Pork Chops And Zucchini A La Peg Bracken - cooking recipe

Ingredients
    4 -6 pork chops (bone-in or boneless, doesn't matter)
    2 -3 zucchini
    2 medium onions (I prefer plain old yellow onions for this recipe)
    Pork Chop breading
    3 tablespoons flour
    1 1/2 tablespoons grated parmesan cheese
    1 1/2 teaspoons salt
    1/2 teaspoon dill weed
    1/4 teaspoon pepper
    Additional
    3 tablespoons parmesan cheese
    1/2 teaspoon paprika
    1/2 teaspoon dill weed
Preparation
    Combine the pork chop breading ingredients - flour, Parmesan cheese, salt, dill weed and pepper -in a plastic or small paper bag.

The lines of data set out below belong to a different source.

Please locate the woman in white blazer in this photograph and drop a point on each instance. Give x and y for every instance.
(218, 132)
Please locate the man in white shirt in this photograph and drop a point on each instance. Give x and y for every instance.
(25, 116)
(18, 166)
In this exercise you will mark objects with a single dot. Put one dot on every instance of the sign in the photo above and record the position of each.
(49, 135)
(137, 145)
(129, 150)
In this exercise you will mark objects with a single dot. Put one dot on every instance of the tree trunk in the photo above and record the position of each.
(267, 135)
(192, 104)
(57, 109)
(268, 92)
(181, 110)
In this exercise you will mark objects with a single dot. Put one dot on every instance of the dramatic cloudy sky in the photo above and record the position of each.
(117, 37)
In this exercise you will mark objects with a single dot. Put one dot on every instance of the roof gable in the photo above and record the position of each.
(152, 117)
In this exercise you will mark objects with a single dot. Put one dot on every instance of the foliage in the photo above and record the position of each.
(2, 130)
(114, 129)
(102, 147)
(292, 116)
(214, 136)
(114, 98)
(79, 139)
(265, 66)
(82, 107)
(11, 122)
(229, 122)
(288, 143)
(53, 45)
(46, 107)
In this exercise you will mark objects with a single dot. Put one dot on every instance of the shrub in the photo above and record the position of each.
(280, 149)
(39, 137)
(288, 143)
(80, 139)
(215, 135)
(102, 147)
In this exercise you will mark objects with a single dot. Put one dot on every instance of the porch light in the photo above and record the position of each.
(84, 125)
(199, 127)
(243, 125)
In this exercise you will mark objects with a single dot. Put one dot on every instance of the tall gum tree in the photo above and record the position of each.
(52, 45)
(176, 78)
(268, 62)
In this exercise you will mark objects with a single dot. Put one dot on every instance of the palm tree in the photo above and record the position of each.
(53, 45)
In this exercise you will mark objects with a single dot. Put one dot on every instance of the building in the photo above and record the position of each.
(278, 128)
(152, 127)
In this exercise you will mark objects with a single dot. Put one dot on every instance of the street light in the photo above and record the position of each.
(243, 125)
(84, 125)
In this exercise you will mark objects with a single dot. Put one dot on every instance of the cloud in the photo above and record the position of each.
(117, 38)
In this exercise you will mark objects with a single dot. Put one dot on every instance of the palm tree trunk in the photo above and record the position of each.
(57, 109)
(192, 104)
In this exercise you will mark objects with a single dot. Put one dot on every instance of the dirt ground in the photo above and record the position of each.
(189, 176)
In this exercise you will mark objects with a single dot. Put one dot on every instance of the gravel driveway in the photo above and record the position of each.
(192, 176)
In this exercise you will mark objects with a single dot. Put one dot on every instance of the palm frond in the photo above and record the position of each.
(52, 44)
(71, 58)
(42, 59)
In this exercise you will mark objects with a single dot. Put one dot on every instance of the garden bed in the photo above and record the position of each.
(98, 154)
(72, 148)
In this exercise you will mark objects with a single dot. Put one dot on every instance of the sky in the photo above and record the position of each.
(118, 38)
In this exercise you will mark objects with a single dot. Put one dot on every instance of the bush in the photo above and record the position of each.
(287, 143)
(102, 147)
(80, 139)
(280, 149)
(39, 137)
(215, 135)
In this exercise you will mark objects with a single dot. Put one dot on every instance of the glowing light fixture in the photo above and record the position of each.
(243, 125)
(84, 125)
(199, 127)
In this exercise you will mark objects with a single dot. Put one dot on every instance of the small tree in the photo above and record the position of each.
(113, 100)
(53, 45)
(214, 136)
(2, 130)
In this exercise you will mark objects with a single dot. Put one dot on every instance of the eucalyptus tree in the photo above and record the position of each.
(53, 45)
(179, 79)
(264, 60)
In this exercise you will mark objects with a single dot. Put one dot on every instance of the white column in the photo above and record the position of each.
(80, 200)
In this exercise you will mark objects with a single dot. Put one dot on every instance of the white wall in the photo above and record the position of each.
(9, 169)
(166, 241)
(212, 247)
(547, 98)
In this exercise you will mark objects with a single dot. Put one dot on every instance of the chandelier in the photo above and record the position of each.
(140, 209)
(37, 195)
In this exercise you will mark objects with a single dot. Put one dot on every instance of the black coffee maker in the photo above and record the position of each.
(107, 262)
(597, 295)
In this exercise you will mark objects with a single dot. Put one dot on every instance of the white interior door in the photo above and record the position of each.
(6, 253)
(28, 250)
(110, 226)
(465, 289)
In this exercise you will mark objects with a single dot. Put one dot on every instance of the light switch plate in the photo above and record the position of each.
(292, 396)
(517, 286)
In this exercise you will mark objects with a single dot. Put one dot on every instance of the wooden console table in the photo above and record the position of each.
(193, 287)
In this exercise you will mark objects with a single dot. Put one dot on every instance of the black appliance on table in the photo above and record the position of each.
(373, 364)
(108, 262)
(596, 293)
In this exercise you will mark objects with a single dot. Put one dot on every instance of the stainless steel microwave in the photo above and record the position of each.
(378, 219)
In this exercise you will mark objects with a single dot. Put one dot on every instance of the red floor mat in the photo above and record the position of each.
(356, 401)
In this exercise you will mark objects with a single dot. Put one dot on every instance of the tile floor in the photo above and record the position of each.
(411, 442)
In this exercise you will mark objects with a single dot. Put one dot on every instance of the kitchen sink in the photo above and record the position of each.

Shake the pork chops in the mixture and SAVE WHAT'S LEFT IN THE BAG. (Can you tell I didn't do that one time?) Brown the chops on both sides in a little bit of oil in a skillet large enough for the chops to nestle together in a single layer. If you choose a pan you can also serve in, life is even easier. Once they're browned and \"nestled\", slice the two onions and spread them over the chops; add 1/3 cup of water, cover the pan and simmer over low heat for 25 minutes. Remove the cover and add the zucchini, sliced (I slice it 1/2\" to 3/4\" thick). Now go back to that bag of ingredients that you've saved; add the additional 3 Tb Parmesan cheese, the 1/2 tsp paprika and the 1/2 tsp dill weed. Shake it up to mix it all together and sprinkle the concoction over everything in the pan. DON'T STIR. Just let it sit there on top of the zucchini. Replace the cover and simmer for another 15 minutes. All done. Serve \"as is.\".